Here's the gist: Determinism is a fact of nature, evolution is also a fact of nature, humans have evolved to "incorporate" the notion of free-will, even if science denies it, and so by evolution of social norms we accept (i) determinism on the macroscopic level, (ii) indeterminancy on the microscopic level, and (iii) free will on the social or cultural level. Does the conclusion follow from the premises? Hardly.

Dennett is taking a "compatiblist" perspective, by adding features of evolutionary theory. The compatiblist theory admits determinism as a fact of nature, but "allows" free will because we believe we have it. And we believe we have it, because we have evolved to that state of consciousness. Even if it might be untrue, we've been hardwired by evolution to believe it is necessary. It's not a matter of the facts, it's a matter of what we have evolved to believe. Evolution is the reason we adhere to it, even if it's not entirely true.
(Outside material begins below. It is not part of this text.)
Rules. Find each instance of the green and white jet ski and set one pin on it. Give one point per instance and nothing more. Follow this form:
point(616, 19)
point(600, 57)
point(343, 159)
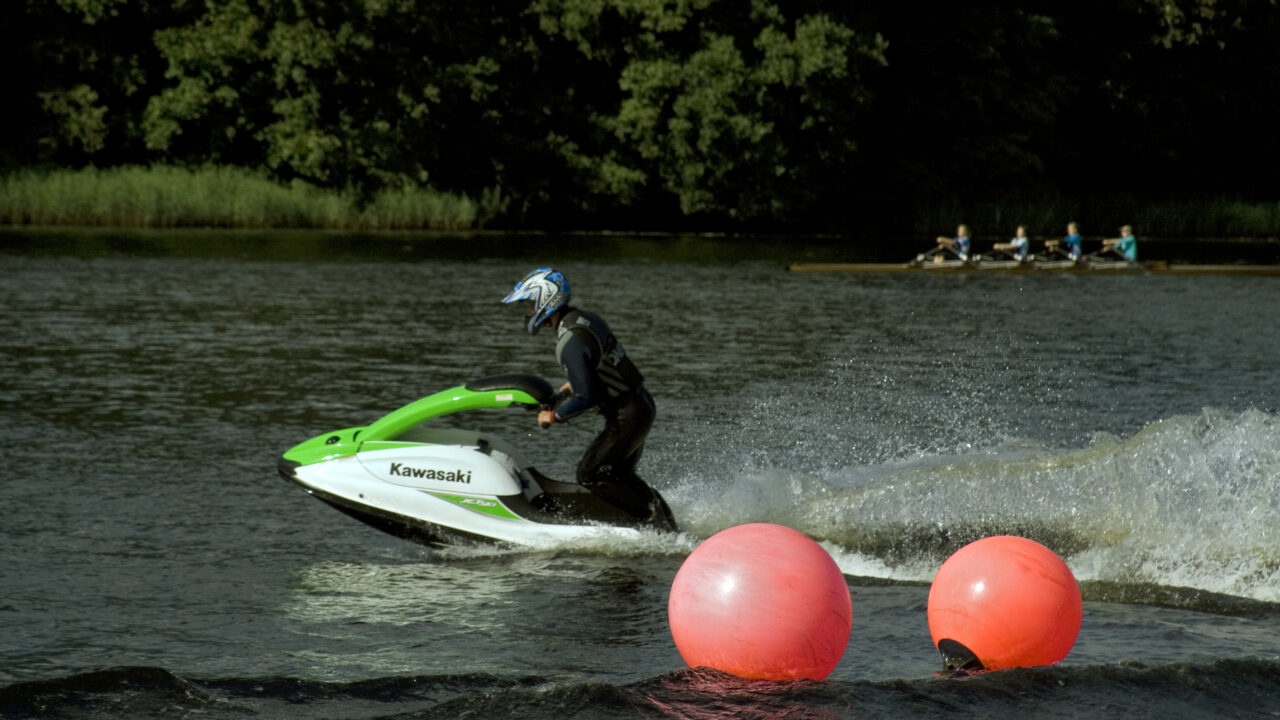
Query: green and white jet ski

Dennett, the ever-faithful materialist, cannot escape the physical reality that every effect has a cause, and because all effects are caused, even human behavior is ultimately only an effect of other causes. But we could not, and would not, have survived during evolution's slow process, if we genuinely believed that no one is responsible for his actions. So evolution implanted in humans (maybe it's in our genome) the belief that the important acts of humans are freely chosen, even if on another level they really are not. So both determinism and freewill coexist, but on different models and levels.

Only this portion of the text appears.